Também participaram da reunião, entre outros nomes, o vice-diretor da FMUSP, Roger Chammas, o pró-reitor de Graduação da USP, Edmund Baracat, o ex-reitor Flávio Fava de Moraes, o diretor do Instituto Butantan, Dimas Covas, e José Osmar Medina Tavares, professor da Universidade Federal de São Paulo (Unifesp) e ex-coordenador do Centro de Contingência do Coronavírus em São Paulo.

Nesta quarta (24/3), Queiroga anunciou a nomeação de Carlos Carvalho para coordenar um grupo sobre protocolos de combate à Covid-19. Carvalho é professor da FMUSP e diretor da Divisão de Pneumologia do Instituto do Coração (InCor) do Hospital das Clínicas. O docente é crítico da utilização de cloroquina. “A falta de organização central e as informações desconexas sobre medicação sem eficácia contribuíram para a letalidade maior na nossa população. Não vou dizer que representa 1% ou 99% [das mortes], mas contribuiu”, disse Carvalho em reportagem publicada pela BBC Brasil.

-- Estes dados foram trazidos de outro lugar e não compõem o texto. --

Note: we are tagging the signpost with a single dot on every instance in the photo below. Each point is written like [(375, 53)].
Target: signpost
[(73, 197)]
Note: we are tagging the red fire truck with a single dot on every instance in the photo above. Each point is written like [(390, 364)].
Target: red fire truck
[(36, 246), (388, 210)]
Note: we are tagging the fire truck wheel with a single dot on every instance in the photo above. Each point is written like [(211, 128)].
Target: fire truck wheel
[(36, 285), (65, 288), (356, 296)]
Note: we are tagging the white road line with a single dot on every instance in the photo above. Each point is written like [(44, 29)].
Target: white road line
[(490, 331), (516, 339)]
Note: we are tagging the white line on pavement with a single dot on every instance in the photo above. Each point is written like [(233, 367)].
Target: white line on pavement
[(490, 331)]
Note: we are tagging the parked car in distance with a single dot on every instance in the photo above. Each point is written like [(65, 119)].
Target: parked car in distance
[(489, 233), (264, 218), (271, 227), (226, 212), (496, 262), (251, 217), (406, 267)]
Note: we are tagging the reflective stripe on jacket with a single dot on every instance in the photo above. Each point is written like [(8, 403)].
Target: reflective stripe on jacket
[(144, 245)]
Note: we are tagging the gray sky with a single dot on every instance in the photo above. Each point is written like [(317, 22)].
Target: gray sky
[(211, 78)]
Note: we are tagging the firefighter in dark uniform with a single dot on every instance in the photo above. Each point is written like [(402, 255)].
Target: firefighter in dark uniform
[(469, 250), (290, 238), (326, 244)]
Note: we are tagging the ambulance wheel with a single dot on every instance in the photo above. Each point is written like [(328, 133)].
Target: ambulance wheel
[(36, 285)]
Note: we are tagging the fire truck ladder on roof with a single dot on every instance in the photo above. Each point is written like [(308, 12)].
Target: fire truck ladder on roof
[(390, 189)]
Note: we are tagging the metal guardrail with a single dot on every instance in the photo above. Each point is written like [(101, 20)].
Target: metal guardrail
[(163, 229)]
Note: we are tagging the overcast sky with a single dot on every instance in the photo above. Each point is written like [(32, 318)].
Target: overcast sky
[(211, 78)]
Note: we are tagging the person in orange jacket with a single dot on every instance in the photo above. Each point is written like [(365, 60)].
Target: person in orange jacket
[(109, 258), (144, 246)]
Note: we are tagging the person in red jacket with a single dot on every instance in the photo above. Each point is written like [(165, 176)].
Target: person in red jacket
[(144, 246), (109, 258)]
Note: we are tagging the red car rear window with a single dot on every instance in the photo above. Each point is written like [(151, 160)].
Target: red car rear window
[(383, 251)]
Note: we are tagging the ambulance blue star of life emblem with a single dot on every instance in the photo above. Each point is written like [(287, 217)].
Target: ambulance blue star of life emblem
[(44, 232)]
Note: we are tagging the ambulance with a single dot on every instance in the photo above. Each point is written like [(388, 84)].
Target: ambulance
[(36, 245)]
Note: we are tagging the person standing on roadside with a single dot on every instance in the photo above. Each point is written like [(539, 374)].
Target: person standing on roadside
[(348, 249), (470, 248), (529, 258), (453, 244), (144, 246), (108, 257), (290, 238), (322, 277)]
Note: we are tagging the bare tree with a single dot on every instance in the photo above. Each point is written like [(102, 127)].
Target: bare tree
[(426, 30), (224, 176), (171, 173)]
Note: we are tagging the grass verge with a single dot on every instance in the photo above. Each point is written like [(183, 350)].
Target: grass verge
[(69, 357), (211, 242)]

Leia a íntegra do manifesto do Centro Acadêmico Oswaldo Cruz

“Ao excelentíssimo Senhor Marcelo Antônio Cartaxo Queiroga Lopes, Ministro da Saúde:

O Centro Acadêmico Oswaldo Cruz vem por meio deste manifestar as preocupações do corpo discente da nossa instituição, a renomada Faculdade de Medicina da USP (FMUSP), em compreender qual será a postura adotada pela sua administração diante da maior crise sanitária dos últimos anos.

O Governo Federal apresentou até o presente momento prioridades equivocadas e por vezes perversas, resultando em absoluta ineficácia de gestão da crise, com consequências catastróficas para a população. Estas consequências tornam-se incontestáveis diante dos números crescentes de mortes diárias e da incalculável perda de 300 mil vidas, marco atingido no dia de ontem (24/03/21).

No momento mais crítico da pandemia, presenciamos a quarta indicação ao Ministério da Saúde que, desde o início, mostrou-se incapaz de articular políticas eficazes de contenção do vírus. Nesse contexto, questionamos a afirmação de que cabe ao Ministério apenas executar as políticas do Governo Bolsonaro. O que poderia significar uma saída para o povo brasileiro, na verdade, reveste-se de continuidade da política implementada até agora, com isenção de qualquer responsabilidade por parte da liderança do Ministério da Saúde.

Os alunos da Faculdade de Medicina da USP unem suas vozes aos titulares desta Casa quando estes afirmaram que as nossas mais potentes armas no combate à Covid-19 são as ações coletivas de prevenção e uma medicina que se alicerce nos conhecimentos científicos, no compromisso com a ética e na empatia aos doentes. A descredibilização das medidas sociais com forte evidência científica de benefício, a falta de transparência, o completo desrespeito às medidas de isolamento e a ausência de articulação política nos diferentes níveis de gestão concorrem para a manutenção de um quadro que resulta em perdas irreparáveis à sociedade brasileira.

Reconhecendo sua biografia e as contribuições que fez para a prática médica no Brasil, manifestamos o interesse dos nossos alunos em saber o planejamento estratégico para alterar a forma como o governo federal trabalhou até aqui, uma vez que os resultados obtidos pelas gestões anteriores foram repetidamente falhos. Ainda em uníssono aos professores desta faculdade, ressaltamos a necessidade de adoção de medidas radicais de lockdown nas regiões mais acometidas, de desenvolvimento de políticas emergenciais intersetoriais para assegurar a adequada adesão das pessoas às políticas de isolamento físico, aceleração significativa do programa de vacinação e medidas de combate às notícias falsas, desinformação e más práticas de prevenção e tratamento.”